Epilepsy and Pregnancy
Epilepsy and Pregnancy
For expectant mothers with a history of epilepsy, concern regarding epilepsy and pregnancy has always been a critical question that does not have concrete answers. Oftentimes, different doctors give different answers. Some believe that there is a direct risk to both mother and baby while others qualify it as saying it depends on the exact type of epilepsy involved. So which one really is it? Do we automatically put epilepsy and pregnancy together into one category with big bold warning signs or can mothers be more at ease despite being epileptic and pregnant at the same time?
According to medical statistics, epilepsy does pose certain aggravated risks to both the mother and child. In the case of the expectant mother, among the areas to look out for are the possibilities of vaginal bleeding, pre-eclampsia or having elevated blood pressure and proteins in the urine. The increased occurrence of seizures might also pose risks to the mom due to the sensitive condition surrounding pregnancy.
To the child, epilepsy and pregnancy also come with certain risks.
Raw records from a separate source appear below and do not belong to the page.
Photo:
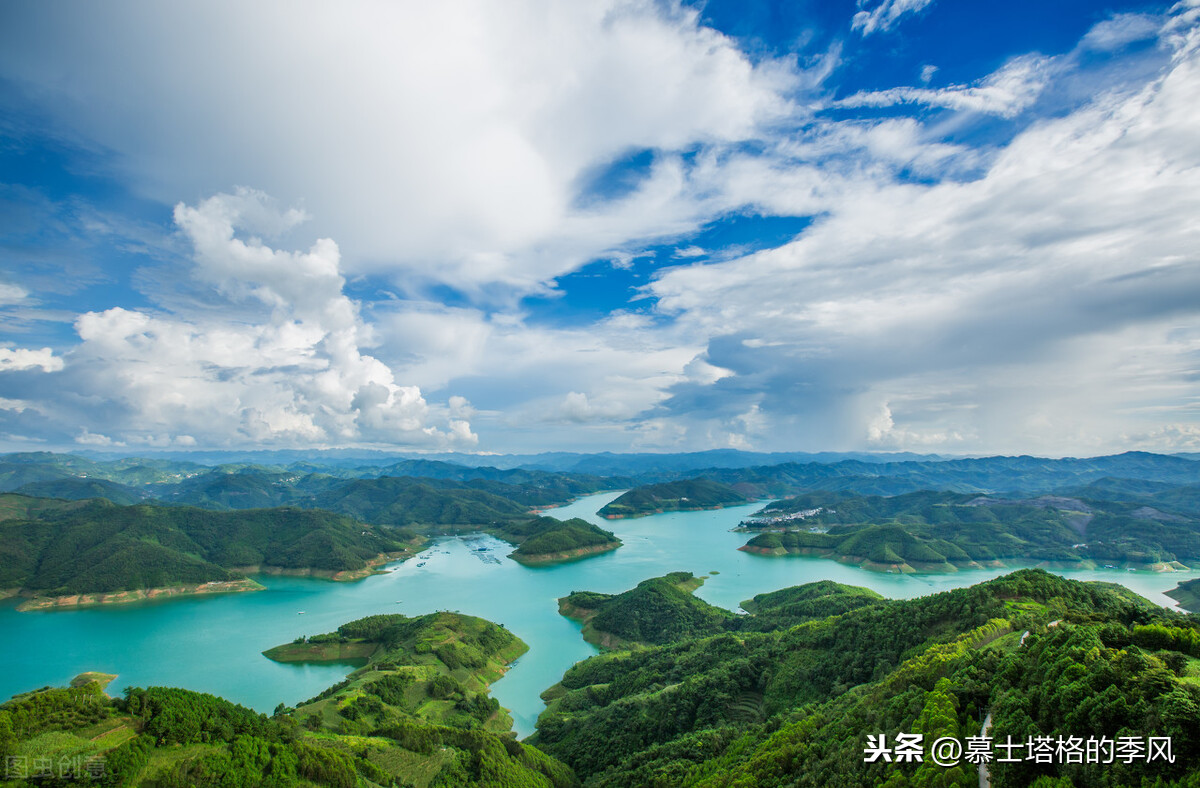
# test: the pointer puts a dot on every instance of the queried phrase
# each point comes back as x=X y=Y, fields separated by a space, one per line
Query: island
x=1187 y=594
x=693 y=494
x=66 y=553
x=655 y=611
x=435 y=668
x=417 y=714
x=552 y=541
x=940 y=531
x=801 y=703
For instance, women with epilepsy have a higher susceptibility to deliver premature or stillborn babies than those that are not. Babies can also inherit the epilepsy if it is genetic in nature. Potential delays in growth and development are also scene in some cases while the mother’s medication used to control seizures may lead to birth defects.
Among the most important courses of action with epilepsy and pregnancy are as follows:
1. More frequent visits to the doctor. Because of the nature of the condition, pregnant women should try to come in every couple of weeks as opposed to every month. Diagnostic tests can help prevent further complications to both mom and baby especially during the critical stages of pregnancy.
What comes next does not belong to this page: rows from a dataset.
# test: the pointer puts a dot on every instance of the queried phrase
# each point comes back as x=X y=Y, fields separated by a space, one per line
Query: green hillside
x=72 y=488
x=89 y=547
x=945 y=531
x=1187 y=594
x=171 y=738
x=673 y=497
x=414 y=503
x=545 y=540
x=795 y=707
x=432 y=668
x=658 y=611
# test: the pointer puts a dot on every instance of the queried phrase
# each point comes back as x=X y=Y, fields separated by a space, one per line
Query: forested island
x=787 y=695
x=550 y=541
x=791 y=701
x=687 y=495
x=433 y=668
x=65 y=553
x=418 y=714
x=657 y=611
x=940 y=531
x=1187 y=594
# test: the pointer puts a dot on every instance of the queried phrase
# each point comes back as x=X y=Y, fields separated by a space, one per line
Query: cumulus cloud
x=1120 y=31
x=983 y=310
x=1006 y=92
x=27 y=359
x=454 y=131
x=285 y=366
2. Minimizing seizure medications as advised. This is a decision that should not be made by the patient alone but rather borne out of observations and risk analysis between doctor and patient. However, there is no golden rule for seizure medications and pregnancy so doctors will have to evaluate this on a case-to-case basis.
3. If seizure medications cannot be avoided, increased supplements of folic acid and other vitamins is a must. These can help combat birth defects in order to allow the baby to develop in the most normal way possible.
4. Do not hide your condition from your doctor. At the onset of any unknown symptom, call your doctor and explain what you felt so it can be included in any diagnostic procedure done to ascertain the condition of the baby.
Epilepsy and pregnancy will demand extra attention from the mother in particular and the family in general but it is no cause for immediate concern. There are plenty of measures that can be done to manage the condition and prevent any untoward complications that can harm both mom and baby.
The most important rule is to be vigilant and to follow your doctor’s advice to the letter in order to be sure that anything that you do can be directed towards ensuring the health of the unborn child in your womb as well as to minimize the need for other procedures like a Caesarian section that can bring additional stress to the baby during child birth.